Autism Spectrum Disorder (ASD) refers to a neurodevelopmental disorder that results in difficulties in social interaction, communication, and several other behaviors. Clinical observations suffer from being time-consuming and inconsistent across different observers, thereby limiting their effectiveness in early screening. Therefore, there is an increasing demand for more objective and comprehensive solutions.

Objective

This study proposes a deep learning-based approach that leverages eye-tracking data to diagnose ASD by distinguishing characteristic gaze patterns between individuals with ASD and those with neurotypical development.

Methodology

From the raw eye-tracking data, key gaze features were extracted, including pupil oscillations, the duration of fixations, and saccadic eye movements.
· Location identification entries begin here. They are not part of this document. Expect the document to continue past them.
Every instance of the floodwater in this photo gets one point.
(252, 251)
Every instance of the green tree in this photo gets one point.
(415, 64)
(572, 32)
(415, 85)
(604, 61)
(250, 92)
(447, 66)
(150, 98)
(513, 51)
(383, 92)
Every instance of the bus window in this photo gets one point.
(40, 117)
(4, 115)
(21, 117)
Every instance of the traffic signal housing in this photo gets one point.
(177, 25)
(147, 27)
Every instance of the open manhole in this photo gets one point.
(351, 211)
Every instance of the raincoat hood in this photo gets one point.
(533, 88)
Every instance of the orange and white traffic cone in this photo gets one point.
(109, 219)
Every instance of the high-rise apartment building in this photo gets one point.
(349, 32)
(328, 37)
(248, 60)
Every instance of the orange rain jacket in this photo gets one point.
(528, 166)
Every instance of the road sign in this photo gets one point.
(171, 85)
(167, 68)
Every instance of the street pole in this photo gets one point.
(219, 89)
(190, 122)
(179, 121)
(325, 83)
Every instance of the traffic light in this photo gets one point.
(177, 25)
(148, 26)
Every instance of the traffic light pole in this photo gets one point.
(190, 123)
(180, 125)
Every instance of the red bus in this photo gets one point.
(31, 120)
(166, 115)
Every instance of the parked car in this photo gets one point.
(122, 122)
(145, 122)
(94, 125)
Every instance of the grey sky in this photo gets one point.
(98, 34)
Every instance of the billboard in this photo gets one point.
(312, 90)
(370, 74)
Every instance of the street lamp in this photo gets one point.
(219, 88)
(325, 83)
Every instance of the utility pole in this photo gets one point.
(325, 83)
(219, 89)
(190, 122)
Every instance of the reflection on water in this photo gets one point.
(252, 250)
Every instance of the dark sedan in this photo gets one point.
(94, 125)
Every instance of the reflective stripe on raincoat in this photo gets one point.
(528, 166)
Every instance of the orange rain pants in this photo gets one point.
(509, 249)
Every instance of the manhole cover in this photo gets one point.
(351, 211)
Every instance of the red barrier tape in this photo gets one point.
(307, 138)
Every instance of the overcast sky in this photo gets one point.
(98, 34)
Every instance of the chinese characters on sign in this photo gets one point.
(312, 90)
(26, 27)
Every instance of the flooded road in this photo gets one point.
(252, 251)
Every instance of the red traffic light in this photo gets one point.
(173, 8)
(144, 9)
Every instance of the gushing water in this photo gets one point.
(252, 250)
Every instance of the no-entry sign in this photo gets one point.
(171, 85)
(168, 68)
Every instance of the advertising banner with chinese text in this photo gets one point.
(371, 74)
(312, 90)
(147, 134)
Algorithms such as Logistic Regression, Random Forest, and XGBoost were used along with the deep learning techniques like Feedforward Neural Network (FNN), Long Short-Term Memory (LSTM), and CNN-LSTM. These models were trained to capture the spatial and temporal aspects of the gaze data.

Results

CNN-LSTM yielded the highest average classification accuracy of 87.41% with an F1 score of 0.86; precision of 0.87; recall of 0.86; specificity of 91.14%; sensitivity of 87.50%; AUC of 0.9530 and the best validation loss of 0.2831 which indicates the model’s good generalization ability while maintaining balance between the two classes.

Conclusion

Article highlights the integration between ML/DL and eye-tracking data for the screening of ASD. The researchers propose a diagnostic tool for ASD, for future development of automated, objective, and accessible assessment methods.